I think you’re saying my argument falls apart primarily because violence by Hamas is justified whereas violence from Hamas’ tormentor, Israel isn’t. That seems a reasonable position in the abstract but concretely, if Hamas’ violence is guaranteed to be totally ineffective militarily but is totally guaranteed to get Hamas’ subjects (Gazans) massacred, then the position doesn’t seem so reasonable anymore.
Put it this way; if military action is undertaken, there is an expectation of some chance of progress in the fight. If it is undertaken without any reasonable expectation of progress, it isn’t really a military action. Now it may be the action is taken with the expectation of winning politically somehow but that renders the military action non-reciprocal and an overtly violent act, without a direct provocation to self-defense and so it becomes something very close to what the world categorizes as an ‘act of aggression’ or even ‘terrorism’.


On the issue of PA injustices; let me just say again that it’s the unjust, immoral and illegal theft and occupation of Palestine that lies at the bottom of the cycle of violence and injustice and it’s really a matter of how to deal with that that concerns me. Yours and others here point an accusatory finger at Abbas, which should be reserved for his oppressor, Israel. It is a violent and desperate world they force him to lead in and to expect him to do so without getting his hands dirty is to expect exactly what his oppressor wants you to expect and to condemn him for it while expecting the world to accept “a band of Islamic fundamentalists” as leaders of a new state, side by side with their uncle’s and cousin’s 21st century success story.
Furthermore, it depends on who you listen to, as to where you see injustice. Joe Stork, deputy Middle East director for Human Rights Watch says, “After five years of Hamas rule in Gaza, its criminal justice system reeks of injustice, routinely violates detainees’ rights, and grants impunity to abusive security services,”. Again, I don’t blame them and I listen to everyone.
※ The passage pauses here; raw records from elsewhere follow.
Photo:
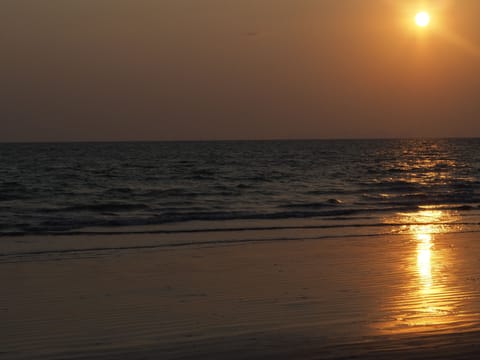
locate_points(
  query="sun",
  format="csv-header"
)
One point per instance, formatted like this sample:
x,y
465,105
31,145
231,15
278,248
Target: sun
x,y
422,19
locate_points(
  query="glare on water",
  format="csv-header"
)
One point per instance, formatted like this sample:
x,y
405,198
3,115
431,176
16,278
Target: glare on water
x,y
429,295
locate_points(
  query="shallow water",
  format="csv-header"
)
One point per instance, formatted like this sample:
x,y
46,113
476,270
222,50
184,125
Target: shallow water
x,y
124,187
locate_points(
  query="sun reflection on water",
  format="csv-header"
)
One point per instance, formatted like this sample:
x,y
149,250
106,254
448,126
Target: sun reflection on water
x,y
428,298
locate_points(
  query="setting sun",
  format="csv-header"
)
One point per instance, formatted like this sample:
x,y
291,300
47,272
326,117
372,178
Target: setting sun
x,y
422,19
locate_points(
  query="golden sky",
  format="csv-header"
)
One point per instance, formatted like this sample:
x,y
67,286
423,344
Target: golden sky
x,y
237,69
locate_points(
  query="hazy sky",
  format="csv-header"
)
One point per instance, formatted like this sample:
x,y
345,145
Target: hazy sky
x,y
237,69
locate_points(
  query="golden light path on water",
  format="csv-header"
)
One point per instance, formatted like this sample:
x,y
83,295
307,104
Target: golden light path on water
x,y
429,296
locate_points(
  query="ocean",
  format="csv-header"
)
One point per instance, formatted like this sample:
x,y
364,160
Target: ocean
x,y
365,187
244,249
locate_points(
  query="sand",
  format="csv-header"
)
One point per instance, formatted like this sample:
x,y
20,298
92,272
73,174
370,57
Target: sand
x,y
361,297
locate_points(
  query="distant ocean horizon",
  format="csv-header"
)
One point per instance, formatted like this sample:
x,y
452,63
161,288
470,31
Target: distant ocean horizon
x,y
357,187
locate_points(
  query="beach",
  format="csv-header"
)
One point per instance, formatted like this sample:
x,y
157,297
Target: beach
x,y
403,296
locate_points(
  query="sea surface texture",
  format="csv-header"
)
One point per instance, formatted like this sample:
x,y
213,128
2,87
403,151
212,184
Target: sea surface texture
x,y
366,187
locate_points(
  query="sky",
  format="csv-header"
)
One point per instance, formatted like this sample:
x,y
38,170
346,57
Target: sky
x,y
107,70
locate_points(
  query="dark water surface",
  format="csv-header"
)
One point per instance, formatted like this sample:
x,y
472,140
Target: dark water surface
x,y
124,187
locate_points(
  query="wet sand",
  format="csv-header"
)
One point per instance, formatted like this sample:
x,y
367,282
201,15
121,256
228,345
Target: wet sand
x,y
408,296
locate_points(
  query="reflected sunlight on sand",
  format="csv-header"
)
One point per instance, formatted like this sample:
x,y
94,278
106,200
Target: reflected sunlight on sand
x,y
431,297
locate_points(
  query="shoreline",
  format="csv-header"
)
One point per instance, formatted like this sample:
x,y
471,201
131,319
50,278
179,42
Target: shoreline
x,y
341,298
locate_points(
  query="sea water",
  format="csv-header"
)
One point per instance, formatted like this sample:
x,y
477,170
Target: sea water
x,y
370,186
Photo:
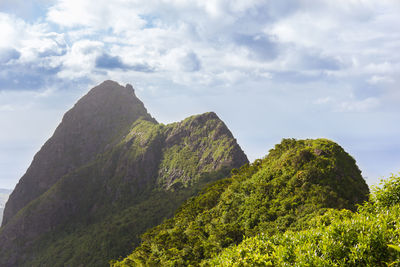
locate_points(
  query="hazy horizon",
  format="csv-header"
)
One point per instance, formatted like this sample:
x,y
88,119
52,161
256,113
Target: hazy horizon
x,y
270,70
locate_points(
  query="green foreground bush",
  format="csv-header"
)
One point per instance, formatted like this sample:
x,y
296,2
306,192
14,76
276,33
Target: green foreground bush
x,y
368,237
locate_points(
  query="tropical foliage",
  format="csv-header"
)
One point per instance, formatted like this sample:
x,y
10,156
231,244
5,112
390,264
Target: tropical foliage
x,y
280,194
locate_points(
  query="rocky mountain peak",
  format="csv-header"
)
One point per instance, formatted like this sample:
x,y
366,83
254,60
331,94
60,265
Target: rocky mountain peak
x,y
96,122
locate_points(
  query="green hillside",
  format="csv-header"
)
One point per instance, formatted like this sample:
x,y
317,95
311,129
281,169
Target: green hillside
x,y
368,237
297,181
90,203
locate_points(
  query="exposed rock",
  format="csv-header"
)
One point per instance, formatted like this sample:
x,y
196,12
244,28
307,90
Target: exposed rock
x,y
109,161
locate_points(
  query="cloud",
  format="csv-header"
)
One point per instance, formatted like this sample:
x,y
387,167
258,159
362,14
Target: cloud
x,y
190,62
259,47
106,61
8,54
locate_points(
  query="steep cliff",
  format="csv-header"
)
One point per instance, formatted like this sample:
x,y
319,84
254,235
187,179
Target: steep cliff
x,y
109,172
297,181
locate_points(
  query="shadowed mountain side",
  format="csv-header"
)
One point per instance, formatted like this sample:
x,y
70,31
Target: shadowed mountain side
x,y
96,122
297,181
137,177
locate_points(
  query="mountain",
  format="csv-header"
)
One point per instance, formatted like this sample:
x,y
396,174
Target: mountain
x,y
109,172
4,194
297,181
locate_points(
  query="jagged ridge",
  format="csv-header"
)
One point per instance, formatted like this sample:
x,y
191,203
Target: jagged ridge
x,y
90,202
296,181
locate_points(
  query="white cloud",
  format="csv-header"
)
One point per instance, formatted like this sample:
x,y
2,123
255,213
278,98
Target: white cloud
x,y
288,58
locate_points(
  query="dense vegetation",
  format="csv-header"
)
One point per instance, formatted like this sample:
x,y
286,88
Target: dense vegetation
x,y
368,237
99,211
297,181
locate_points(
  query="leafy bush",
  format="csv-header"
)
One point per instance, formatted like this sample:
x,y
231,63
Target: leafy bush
x,y
337,238
298,180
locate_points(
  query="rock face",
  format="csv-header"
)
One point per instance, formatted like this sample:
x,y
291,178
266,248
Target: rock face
x,y
297,181
4,194
96,121
108,173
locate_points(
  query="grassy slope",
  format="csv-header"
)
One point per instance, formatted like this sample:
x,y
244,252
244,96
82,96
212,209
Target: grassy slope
x,y
107,204
298,180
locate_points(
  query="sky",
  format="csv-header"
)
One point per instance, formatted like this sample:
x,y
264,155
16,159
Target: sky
x,y
269,69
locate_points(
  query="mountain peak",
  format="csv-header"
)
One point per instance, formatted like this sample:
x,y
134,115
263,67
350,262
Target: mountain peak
x,y
96,122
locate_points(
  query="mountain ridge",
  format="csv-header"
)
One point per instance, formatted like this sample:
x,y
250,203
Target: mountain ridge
x,y
95,199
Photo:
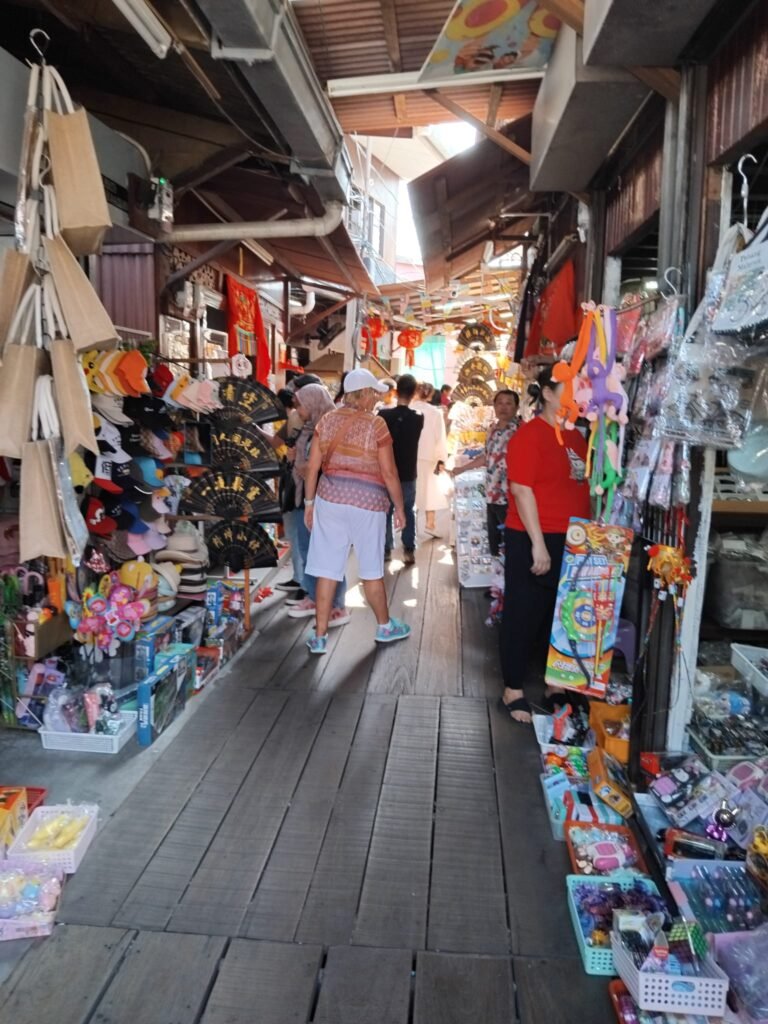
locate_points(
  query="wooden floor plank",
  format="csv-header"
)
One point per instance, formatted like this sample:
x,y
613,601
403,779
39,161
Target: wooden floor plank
x,y
465,990
392,913
264,983
220,891
365,986
467,903
395,668
60,980
438,670
481,675
559,990
331,906
167,876
535,864
276,906
165,979
126,844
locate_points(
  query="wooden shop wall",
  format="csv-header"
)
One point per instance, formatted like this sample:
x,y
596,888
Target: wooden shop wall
x,y
635,197
124,279
737,103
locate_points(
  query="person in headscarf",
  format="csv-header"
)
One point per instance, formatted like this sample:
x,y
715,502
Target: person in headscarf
x,y
311,402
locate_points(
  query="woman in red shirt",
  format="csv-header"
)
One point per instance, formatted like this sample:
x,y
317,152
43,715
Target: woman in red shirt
x,y
548,485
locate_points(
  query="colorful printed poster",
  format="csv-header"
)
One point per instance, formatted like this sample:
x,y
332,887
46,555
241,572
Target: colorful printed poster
x,y
492,35
589,602
247,334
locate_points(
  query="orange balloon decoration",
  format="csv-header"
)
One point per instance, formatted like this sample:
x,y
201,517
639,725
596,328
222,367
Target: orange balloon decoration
x,y
373,329
410,339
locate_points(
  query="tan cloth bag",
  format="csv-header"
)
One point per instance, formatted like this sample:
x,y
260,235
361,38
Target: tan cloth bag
x,y
83,213
72,394
24,361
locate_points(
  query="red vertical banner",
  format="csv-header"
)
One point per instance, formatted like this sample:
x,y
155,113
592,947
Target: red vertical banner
x,y
557,316
247,334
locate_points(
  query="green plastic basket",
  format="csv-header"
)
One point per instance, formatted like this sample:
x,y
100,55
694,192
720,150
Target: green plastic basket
x,y
598,960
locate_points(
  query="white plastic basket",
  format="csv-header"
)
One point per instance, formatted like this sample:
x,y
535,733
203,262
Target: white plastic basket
x,y
67,860
91,742
669,992
745,660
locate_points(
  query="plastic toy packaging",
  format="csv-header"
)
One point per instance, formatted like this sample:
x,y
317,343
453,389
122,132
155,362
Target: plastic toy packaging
x,y
665,326
743,956
660,487
59,833
640,469
27,892
595,904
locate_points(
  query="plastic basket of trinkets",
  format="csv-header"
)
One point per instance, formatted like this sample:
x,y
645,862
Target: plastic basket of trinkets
x,y
57,836
603,849
29,897
669,972
592,902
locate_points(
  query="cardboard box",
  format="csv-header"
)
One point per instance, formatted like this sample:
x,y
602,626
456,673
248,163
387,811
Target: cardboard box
x,y
153,638
13,814
162,696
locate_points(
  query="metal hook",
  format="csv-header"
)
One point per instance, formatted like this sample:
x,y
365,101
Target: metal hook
x,y
744,180
667,279
40,48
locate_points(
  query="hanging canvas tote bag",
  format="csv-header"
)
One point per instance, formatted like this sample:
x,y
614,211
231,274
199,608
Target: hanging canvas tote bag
x,y
88,324
15,278
50,521
83,213
743,306
24,361
71,389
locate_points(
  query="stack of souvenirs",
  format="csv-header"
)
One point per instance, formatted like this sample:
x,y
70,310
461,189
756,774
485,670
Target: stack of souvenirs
x,y
135,480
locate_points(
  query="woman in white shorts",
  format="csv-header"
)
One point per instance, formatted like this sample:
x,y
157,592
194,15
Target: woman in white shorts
x,y
348,507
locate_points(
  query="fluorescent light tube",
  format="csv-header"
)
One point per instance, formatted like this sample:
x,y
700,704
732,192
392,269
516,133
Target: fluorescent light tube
x,y
143,19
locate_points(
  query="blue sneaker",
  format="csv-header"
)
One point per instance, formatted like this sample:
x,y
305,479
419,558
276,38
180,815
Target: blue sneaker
x,y
316,644
394,630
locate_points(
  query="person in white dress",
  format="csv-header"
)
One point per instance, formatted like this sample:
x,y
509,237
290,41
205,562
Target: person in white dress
x,y
430,497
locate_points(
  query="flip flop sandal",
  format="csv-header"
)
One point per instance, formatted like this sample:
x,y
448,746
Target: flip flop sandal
x,y
519,705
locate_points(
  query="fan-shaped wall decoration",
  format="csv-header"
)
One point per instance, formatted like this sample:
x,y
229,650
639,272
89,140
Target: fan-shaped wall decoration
x,y
240,446
475,369
241,546
476,393
477,336
248,401
230,494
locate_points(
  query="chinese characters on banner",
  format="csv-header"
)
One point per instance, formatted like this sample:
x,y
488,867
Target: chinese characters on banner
x,y
247,334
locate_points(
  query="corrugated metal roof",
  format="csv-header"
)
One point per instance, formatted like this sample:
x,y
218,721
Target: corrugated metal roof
x,y
346,37
369,114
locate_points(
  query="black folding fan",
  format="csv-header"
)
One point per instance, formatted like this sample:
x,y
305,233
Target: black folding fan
x,y
247,401
241,546
230,494
240,446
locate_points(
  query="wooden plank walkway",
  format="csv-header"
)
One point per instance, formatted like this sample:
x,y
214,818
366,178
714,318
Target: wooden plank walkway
x,y
351,839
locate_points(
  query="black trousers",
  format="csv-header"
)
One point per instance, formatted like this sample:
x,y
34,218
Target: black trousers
x,y
497,516
528,603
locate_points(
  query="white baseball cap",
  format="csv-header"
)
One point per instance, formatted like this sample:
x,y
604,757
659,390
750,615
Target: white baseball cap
x,y
358,380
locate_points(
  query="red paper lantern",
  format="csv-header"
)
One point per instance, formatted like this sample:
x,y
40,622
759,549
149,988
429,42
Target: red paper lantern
x,y
373,329
410,339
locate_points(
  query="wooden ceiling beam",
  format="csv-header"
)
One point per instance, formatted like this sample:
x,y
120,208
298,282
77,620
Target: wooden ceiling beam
x,y
570,12
495,97
499,137
391,34
309,325
666,81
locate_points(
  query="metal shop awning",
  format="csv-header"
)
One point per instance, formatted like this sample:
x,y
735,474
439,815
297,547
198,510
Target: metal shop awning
x,y
469,200
241,194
I was very heartened this past weekend to hear that Hamas called for non-violent, direct action, in response to further blatant provocative acts in Jerusalem. It was a wise response to a new Prime minister, who must be de-cloaked before a world that knows so very little about him, before that is, he is given an excuse to use his newly won messianic powers.


Okay, you're right, Abe just doesn't get the point. I thought it polite to return the favor of a response that's all.